Despite dealing with a new normal, hospitals are not wavering from what they are trained to do: care for patients.

“We have to stay calm. We treat patients every day,” said Dave Dunkle, president and CEO of Johnson Memorial Health. “We have to be ready for more patients, but at heart, we’re just doing what we do every day.”

Right now, visiting a hospital looks a lot different. Everyone who enters the building has to be screened for COVID-19 symptoms, such as a fever, a tell-tell sign of the virus. Hospital staff, in protective gear, meet incoming patients at the door. They ask questions about health history, symptoms and scan for a fever before the patient can even enter the hospital.

People come to the doors of hospitals almost every day wanting to be tested for the virus, hospital officials said. Most, however, are sent home with mild symptoms, Dunkle said.

“The majority of people with upper respiratory symptoms do not have COVID-19, though I think that’s the first thing everyone thinks of,” he said. “A lot of people, they need that reassurance.”

Dr. Randy Lee, physician of internal medicine and a Community Health Network executive, said there are some patients who are showing up testing positive, and (it) sometimes takes several days before test confirmation.

Plans in place

Hospitals have plans in place for these types of public health emergencies.

The virus is serious, but people shouldn’t panic about hospitals overfilling, Dunkle said.

If a hospital is full, a patient will be transferred to the nearest facility with available space, similar to what hospitals do during flu season, Dunkle said.

“Hospitals go into diversion during flu season; hospitals get full,” Dunkle said. “This stuff happens.”

Most hospitals have plans to use other areas for isolation if needed, he said.

For example, hospitals can use surgical units or outpatient areas if a surge of COVID-19 patients occurs. Those areas are not being used as much now that hospitals are limiting elective surgeries, Dunkle said.

Physicians from other areas in the health network, such as family practice and outpatient doctors, are also available to come in if additional staff is needed.

Low supplies, even fewer tests

One of the biggest concerns in health care right now is that there aren’t enough COVID-19 tests, hospital officials said. Most hospitals are left with a fraction of the tests they actually need, and waiting on the state to send more.

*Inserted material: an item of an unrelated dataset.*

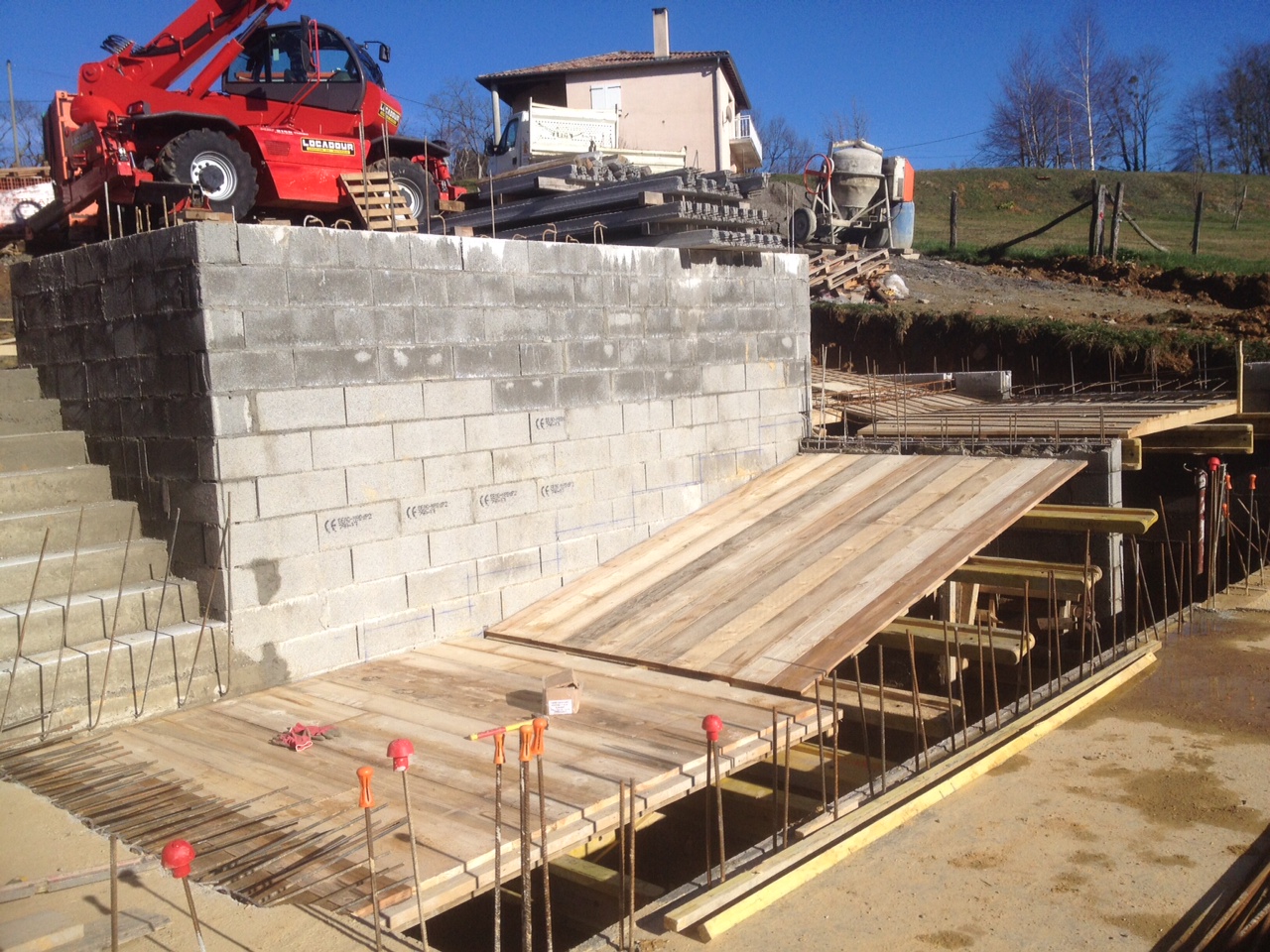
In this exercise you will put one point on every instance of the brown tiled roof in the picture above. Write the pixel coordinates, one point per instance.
(620, 59)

“We’ve requested multiple more times than what we’re actually being allowed to test,” Lee said.

“You can’t test everybody who has a fever or everybody who thinks they might have COVID-19 right now. I understand it’s frustrating,” Dunkle said.

The main message health care officials want to send to the public is to continue to social distance and take the virus seriously, Lee said.

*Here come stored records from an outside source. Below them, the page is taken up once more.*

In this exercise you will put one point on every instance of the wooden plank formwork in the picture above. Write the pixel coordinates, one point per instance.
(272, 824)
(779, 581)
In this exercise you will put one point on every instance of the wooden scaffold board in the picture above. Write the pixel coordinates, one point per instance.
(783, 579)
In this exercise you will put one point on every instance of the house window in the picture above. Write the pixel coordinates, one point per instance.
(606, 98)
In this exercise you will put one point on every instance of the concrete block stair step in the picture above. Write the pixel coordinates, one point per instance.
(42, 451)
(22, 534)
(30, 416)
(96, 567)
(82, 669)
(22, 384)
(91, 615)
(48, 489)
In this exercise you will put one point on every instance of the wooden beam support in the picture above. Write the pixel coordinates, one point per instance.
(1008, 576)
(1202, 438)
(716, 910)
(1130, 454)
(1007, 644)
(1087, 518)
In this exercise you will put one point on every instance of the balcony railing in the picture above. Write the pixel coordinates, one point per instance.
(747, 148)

“We’re not going to escape this thinking life is going to go on like it was two weeks ago,” he said. “The healthcare providers in this state and in this nation have had an elevated state of urgency like I have never seen before.”

Hospital leaders are also learning how to ration and evaluate supplies each day, said Nichole Goddard, vice president of operations at Community Hospital South.

“It is something we are struggling with, and we have to figure out every day how we need to adapt to our new reality,” Goddard said.

Hospitals are running out of essentials, such as masks, ventilators, gloves and cleaning supplies, but the staff is working efficiently with what they have, Dunkle said. “Suppliers have already reached out and said, ‘Hey, we can’t give you your normal supplies,’ ” Dunkle said. “We know that our supply chain has been affected, so we are rationing.”

Limiting foot traffic, but continuing to help

Right now, innovation is paramount if healthcare leaders want to continue to serve patients with illnesses other than COVID-19.

To avoid foot traffic at local doctor’s offices, local physicians have increased telehealth, where people can call their doctors with non-emergency issues for over-the-phone evaluations or to get a prescription filled, Dunkle said.

Those who are really sick with other illnesses should not avoid seeking medical help or coming to the hospital due to COVID-19 fears, he said.

“It’s better not to come in if you can put it off, but the last thing I want is for somebody who needs care to not get the care they need,” Dunkle said.